28 de julho de 2017

Doar com generosidade

“Ao que muito pegou, nada sobrou; ao que pegou pouco, nada faltou!” (Êx.16.18)

A partilha generosa de bens e de cuidados, exercida com amor, é missionária. Ela comunica Deus, comunica misericórdia, expressa amor. A solidariedade cristã é profundamente espiritual. Sempre surpreendente é mensageira de novidade de vida. Ela é missionária.
Para o apóstolo Paulo a doação de bens e de dinheiro aos necessitados é uma ação espiritual, uma revelação da graça de Deus (2 Co 8.1). Ele envolveu-se em duas grandes campanhas de arrecadação de auxílio aos pobres em Jerusalém (Atos 11 e 2 Coríntios 8-9). Ao motivar as doações na comunidade de Corinto, na campanha em favor dos cristãos em Jerusalém (8.1ss), ele cita a partilha das comunidades pobres da Macedônia em favor dos cristãos da Judéia: “embora sendo muito pobres, deram as suas ofertas com grande generosidade” (8.2). As doações tornaram-se testemunhas da graça e da ação transformadora de Deus.
O Imperador Juliano (361-363), que negou o cristianismo, embora batizado e educado na fé cristã, naquela época constatou (Epístula as Arsacium) que a prática cristã, baseada na solidariedade e no cuidado com os necessitados, promovia o cristianismo em seu Império com maior eficácia do que as outras religiões.
Nesta reflexão é bom incluir afirmações do Reformador Martin Luther: “Se cada qual servisse ao seu próximo, o mundo inteiro se encheria de adoração a Deus”. “Tanto o sujeito que trabalha no curral como o menino que estuda na escola servem a Deus”.
O Reformador concebeu a presença incondicional de Deus na diaconia, na solidariedade, no amor ao próximo. É surpreendente e abençoada a compreensão teológica daquela época de que o quotidiano das pessoas, vivido com ética e dignidade, é serviço a Deus.
Entretanto, já ouve o tempo (combate ao iluminismo) em que muitas Igrejas pregavam a participação humana na construção de um mundo mais justo e digno como uma concorrência à glória de Deus, à ação transformadora de Deus. Deus e os seres humanos eram vistos como rivais. A ação generosa e ética dos seres humanos não tinha valor, ameaçava o crédito salvador de Deus.
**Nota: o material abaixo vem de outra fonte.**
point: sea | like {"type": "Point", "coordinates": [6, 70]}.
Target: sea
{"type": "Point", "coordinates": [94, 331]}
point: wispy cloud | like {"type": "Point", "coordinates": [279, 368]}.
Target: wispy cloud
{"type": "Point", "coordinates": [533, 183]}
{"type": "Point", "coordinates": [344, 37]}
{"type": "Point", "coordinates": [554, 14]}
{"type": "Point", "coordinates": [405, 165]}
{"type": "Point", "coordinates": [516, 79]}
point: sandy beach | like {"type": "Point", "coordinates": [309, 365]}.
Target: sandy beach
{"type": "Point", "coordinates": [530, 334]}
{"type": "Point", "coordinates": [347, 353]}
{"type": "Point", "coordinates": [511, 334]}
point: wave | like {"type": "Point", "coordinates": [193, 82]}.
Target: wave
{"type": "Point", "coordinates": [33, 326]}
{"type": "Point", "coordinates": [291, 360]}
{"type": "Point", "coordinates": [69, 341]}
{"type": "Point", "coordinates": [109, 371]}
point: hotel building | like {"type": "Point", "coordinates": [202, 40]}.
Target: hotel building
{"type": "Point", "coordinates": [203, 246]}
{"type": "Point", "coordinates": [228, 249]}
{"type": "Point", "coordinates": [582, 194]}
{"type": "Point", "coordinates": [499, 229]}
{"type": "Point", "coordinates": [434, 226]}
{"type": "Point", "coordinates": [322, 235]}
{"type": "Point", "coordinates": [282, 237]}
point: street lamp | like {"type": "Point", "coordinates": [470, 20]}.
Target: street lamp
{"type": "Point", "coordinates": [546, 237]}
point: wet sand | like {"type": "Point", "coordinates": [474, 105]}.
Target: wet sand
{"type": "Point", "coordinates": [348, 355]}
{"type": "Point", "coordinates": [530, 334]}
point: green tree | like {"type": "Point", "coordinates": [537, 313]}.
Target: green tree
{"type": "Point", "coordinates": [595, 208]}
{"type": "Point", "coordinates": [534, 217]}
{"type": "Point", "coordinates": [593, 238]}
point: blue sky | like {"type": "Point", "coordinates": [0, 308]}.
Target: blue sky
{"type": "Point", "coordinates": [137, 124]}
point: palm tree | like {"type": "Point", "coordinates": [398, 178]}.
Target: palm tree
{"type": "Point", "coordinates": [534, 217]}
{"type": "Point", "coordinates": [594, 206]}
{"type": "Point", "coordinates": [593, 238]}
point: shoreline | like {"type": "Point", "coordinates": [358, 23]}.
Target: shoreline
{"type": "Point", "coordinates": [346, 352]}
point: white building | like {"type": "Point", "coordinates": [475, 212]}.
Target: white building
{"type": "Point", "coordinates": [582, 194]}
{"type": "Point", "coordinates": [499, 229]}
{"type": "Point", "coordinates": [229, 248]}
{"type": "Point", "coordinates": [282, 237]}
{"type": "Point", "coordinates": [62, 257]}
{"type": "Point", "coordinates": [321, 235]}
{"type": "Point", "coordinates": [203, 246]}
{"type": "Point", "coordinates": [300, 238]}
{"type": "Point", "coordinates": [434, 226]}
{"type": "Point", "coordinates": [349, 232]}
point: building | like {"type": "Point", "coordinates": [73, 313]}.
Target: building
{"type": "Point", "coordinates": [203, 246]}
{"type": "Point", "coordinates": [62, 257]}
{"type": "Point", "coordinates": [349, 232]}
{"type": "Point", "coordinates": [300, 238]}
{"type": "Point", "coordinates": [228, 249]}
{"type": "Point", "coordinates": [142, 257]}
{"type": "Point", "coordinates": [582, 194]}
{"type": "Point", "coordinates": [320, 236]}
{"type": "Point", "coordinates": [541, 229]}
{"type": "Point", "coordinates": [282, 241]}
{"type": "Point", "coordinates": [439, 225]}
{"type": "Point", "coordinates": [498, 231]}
Ainda hoje, em alguns segmentos da atual prática cristã essa compreensão, deslocada de seu contexto histórico, persiste como pano de fundo dos conteúdos da fé e como paradigma da missão.
Compreende-se, portanto, pela revelação da Palavra de Deus, que a participação humana na obra salvífica de Deus, através da partilha e da solidariedade, resgata uma das dimensões da justificação, da reconciliação de Deus com o ser humano, que o torna parceiro e sujeito no cuidado com a criação e com as criaturas, na construção da história com relações humanas justas e transformadas. Assim como os discípulos foram vocacionados para participarem da missão de Jesus (tornaram-se pescadores de vidas humanas), a missão de Deus hoje inclui os seres humanos dispostos a amar, a partilhar e a crer na vida.
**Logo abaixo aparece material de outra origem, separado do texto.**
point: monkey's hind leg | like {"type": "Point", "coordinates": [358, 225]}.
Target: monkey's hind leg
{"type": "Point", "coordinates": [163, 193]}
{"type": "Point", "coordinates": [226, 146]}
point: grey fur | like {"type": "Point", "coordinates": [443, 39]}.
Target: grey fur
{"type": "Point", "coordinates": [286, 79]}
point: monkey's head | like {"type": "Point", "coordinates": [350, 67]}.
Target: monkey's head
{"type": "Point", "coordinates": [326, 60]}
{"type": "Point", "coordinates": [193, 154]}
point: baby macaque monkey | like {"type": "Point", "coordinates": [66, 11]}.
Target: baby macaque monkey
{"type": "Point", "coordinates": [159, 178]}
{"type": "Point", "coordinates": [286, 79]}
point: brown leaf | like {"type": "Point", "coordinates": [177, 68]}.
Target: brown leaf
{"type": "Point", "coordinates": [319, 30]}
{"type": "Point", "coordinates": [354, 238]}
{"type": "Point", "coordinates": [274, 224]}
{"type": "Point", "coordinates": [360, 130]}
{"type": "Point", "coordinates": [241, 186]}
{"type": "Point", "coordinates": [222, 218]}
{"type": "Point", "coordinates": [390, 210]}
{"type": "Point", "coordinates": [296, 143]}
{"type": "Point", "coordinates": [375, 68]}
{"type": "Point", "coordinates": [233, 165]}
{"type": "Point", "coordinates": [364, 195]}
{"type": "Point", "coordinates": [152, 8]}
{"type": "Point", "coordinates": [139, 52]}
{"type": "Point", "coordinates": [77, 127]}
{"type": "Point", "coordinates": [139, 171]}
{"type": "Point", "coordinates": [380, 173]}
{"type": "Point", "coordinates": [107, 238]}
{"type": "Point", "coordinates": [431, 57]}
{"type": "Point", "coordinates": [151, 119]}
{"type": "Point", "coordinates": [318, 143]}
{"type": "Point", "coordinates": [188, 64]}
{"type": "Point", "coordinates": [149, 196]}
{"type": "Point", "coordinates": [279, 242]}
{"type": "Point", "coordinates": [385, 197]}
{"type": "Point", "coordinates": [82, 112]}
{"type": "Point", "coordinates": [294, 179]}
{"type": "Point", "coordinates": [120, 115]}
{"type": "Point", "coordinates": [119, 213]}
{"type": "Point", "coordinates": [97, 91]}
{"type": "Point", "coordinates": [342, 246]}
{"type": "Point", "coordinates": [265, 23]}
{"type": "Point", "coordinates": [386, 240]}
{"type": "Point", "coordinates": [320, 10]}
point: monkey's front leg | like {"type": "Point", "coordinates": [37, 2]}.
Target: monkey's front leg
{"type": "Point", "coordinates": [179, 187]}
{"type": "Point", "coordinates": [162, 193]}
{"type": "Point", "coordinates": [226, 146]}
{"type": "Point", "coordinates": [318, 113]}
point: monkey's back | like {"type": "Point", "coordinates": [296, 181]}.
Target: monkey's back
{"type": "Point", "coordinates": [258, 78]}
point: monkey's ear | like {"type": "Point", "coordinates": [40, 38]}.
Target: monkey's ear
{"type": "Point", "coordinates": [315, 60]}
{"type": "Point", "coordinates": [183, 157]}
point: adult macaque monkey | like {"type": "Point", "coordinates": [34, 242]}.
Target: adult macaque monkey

Essa missão, feita de amor e de doação, vida partilhada em comunidade – Corpo de Cristo, liberta a miséria humana, o pecado da desigualdade, da injustiça, da indiferença e do rompimento com a comunhão com Deus. Essa missão questiona a injustiça estrutural, social e pessoal, a desigualdade, a destruição dos meios de vida. È profética. Denuncia as grandes estruturas e mecanismos da morte e anuncia a construção da vida, através da solidariedade e da partilha de bens e de dons, feitas de ações e de relações humanas quotidianas, comunitárias, familiares, simples, sensíveis e inclusiva. A Palavra de Deus revela que essa missão é como a menor das sementes, é como fermento, é um banquete, uma festa de vida inclusiva.
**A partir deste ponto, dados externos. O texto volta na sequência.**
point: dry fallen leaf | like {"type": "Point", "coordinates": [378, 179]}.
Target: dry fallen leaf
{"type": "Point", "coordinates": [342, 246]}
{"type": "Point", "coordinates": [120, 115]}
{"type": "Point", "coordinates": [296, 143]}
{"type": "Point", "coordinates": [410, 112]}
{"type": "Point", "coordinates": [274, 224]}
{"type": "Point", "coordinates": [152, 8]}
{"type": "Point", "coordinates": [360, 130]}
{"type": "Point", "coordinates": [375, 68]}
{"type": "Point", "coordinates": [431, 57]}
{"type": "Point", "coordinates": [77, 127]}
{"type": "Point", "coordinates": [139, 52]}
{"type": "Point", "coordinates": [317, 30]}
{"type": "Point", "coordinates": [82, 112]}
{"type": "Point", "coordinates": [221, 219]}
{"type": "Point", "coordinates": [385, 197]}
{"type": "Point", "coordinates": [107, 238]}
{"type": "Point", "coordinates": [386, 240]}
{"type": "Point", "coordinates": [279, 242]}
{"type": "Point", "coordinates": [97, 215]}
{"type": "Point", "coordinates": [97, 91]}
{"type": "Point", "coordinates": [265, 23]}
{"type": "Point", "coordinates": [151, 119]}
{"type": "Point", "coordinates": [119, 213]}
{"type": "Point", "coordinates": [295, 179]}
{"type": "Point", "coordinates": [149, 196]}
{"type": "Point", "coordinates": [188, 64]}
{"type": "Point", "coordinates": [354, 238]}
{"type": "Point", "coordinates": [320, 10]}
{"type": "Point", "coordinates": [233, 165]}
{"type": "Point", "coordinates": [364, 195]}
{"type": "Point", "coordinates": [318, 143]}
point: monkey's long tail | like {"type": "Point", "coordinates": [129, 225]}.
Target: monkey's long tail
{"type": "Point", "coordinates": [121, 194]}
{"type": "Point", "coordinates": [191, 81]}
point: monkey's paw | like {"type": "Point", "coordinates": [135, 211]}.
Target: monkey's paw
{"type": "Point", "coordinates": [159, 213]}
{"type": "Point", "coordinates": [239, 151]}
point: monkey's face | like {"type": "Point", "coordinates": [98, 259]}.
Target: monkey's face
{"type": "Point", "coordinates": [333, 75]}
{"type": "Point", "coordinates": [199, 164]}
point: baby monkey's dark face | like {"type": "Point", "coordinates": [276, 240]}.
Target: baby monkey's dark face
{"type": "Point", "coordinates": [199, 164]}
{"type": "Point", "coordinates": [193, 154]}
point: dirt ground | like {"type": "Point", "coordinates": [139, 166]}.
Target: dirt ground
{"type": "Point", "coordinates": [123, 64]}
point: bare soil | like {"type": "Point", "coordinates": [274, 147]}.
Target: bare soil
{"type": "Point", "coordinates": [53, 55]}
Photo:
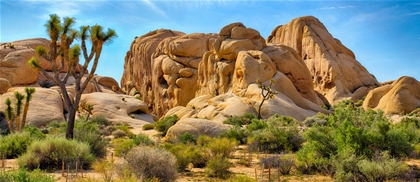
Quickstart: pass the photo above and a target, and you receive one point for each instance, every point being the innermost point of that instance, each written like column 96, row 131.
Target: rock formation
column 399, row 97
column 336, row 74
column 47, row 104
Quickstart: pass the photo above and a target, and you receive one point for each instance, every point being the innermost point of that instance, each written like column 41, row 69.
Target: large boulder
column 402, row 96
column 46, row 105
column 117, row 107
column 138, row 65
column 336, row 73
column 4, row 85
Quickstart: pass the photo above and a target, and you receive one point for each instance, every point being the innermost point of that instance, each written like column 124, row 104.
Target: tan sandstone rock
column 117, row 107
column 4, row 85
column 46, row 105
column 402, row 96
column 336, row 73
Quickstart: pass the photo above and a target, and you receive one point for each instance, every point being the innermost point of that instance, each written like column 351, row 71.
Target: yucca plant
column 19, row 97
column 29, row 92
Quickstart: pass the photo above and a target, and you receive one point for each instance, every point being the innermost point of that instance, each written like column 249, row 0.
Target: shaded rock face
column 117, row 107
column 138, row 65
column 401, row 96
column 46, row 105
column 336, row 74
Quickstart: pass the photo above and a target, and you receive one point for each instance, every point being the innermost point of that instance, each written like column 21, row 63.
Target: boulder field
column 205, row 78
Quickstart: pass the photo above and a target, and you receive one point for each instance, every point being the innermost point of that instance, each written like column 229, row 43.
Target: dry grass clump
column 149, row 163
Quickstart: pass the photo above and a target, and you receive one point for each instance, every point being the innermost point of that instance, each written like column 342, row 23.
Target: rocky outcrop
column 138, row 65
column 4, row 85
column 46, row 105
column 399, row 97
column 117, row 107
column 336, row 73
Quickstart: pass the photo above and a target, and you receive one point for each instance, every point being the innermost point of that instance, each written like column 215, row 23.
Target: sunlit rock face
column 336, row 73
column 401, row 96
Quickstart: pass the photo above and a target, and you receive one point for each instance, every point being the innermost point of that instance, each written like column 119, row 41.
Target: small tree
column 29, row 92
column 62, row 36
column 266, row 92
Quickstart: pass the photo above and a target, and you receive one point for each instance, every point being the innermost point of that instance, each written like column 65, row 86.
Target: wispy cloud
column 155, row 8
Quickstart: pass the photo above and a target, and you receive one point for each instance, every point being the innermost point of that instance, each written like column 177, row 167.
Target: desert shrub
column 186, row 138
column 122, row 146
column 143, row 140
column 257, row 124
column 49, row 154
column 382, row 168
column 238, row 133
column 13, row 145
column 105, row 168
column 241, row 178
column 164, row 124
column 149, row 163
column 22, row 175
column 186, row 154
column 118, row 133
column 240, row 120
column 34, row 132
column 221, row 146
column 126, row 128
column 218, row 166
column 149, row 126
column 99, row 119
column 282, row 134
column 88, row 132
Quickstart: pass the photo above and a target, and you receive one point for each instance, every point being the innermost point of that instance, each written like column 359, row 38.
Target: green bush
column 148, row 126
column 22, row 175
column 15, row 144
column 122, row 146
column 282, row 134
column 240, row 120
column 186, row 138
column 118, row 133
column 218, row 166
column 186, row 154
column 238, row 133
column 143, row 139
column 99, row 119
column 148, row 163
column 49, row 154
column 164, row 124
column 89, row 133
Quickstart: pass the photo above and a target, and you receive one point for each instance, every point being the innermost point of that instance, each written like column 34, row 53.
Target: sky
column 384, row 35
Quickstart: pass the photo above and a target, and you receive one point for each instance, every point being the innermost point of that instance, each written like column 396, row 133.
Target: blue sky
column 384, row 35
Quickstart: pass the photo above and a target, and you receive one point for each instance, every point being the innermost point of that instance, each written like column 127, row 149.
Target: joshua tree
column 10, row 116
column 19, row 97
column 29, row 92
column 62, row 36
column 266, row 92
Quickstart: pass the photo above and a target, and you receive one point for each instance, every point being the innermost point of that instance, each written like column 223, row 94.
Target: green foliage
column 148, row 126
column 282, row 134
column 218, row 166
column 118, row 133
column 49, row 154
column 240, row 120
column 186, row 154
column 122, row 146
column 148, row 163
column 88, row 132
column 186, row 138
column 164, row 124
column 337, row 143
column 100, row 120
column 15, row 144
column 22, row 175
column 143, row 140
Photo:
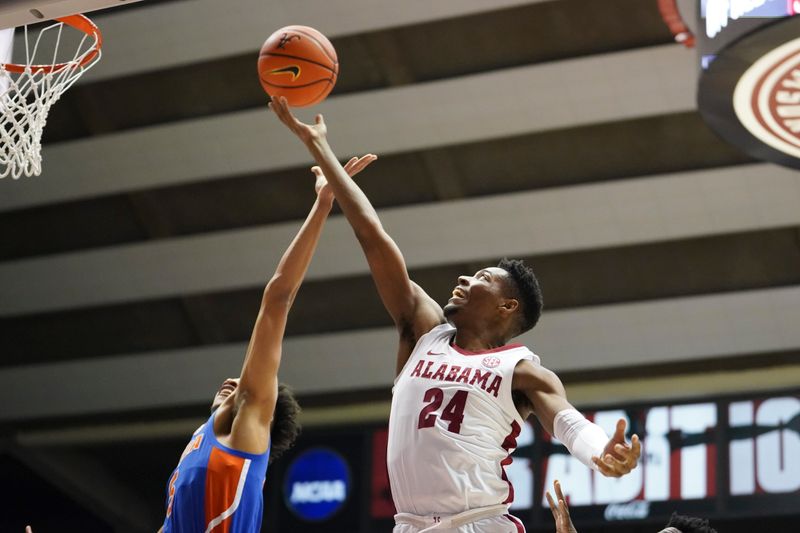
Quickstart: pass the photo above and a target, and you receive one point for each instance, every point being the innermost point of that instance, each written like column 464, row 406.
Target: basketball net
column 27, row 90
Essa missão é feita de grandes e de pequenos gestos, que inclui a nossa humanidade, nossos dons, possibilidades transformadoras e também a nossa fraqueza, os nossos limites. Para viabilizar a missão com a nossa participação, Jesus Cristo trouxe ao mundo os atributos do seu reino: o batismo, o perdão, a graça, a cura, a comunhão, a oração, a bênção, a paz, a liberdade, a possibilidade de nascer de novo, a inclusão das crianças, dos pequenos e dos que nada são. Os pecadores, as pecadoras, os fracos e os  pequenos agora participam. A viúva pobre participou com o que não tinha (Lc 21.1-4). Ao que pegou pouco nada faltou.
Através da doação e da partilha, do amor e da solidariedade, não somos somente o alvo da missão, da ação transformadora de Deus. Participamos dela, como vidas vocacionadas para interagirem com a revelação da graça de Deus, uma experiência singular, sagrada e libertadora.
Em meio à pluralidade religiosa, tocados pela diversidade e contradições das comunidades e igreja cristãs, entre tantas incertezas diante das diferentes doutrinas, da retórica e dos conteúdos da fé, diante das inúmeras práticas da espiritualidade, um paradigma é inquestionável: a doação com generosidade; a partilha de bens, de valores e de dons; a solidariedade.
A partir desta reflexão, concluímos que as doações em dinheiro, de bens e de dons, também a participação na comunidade de fé são missionárias.  A missão resulta da participação, de doações generosas, de dons, de trabalho e de dedicação de muitos. Elas transformam vidas. Revelam a graça e a misericórdia de Deus. Envolvem os próprios beneficiados pelas ações, na missão de transformar seres humanos, estruturas familiares e sociais; na missão de salvar vidas do ódio, do sofrimento, da injustiça, da fome, da violência e da morte.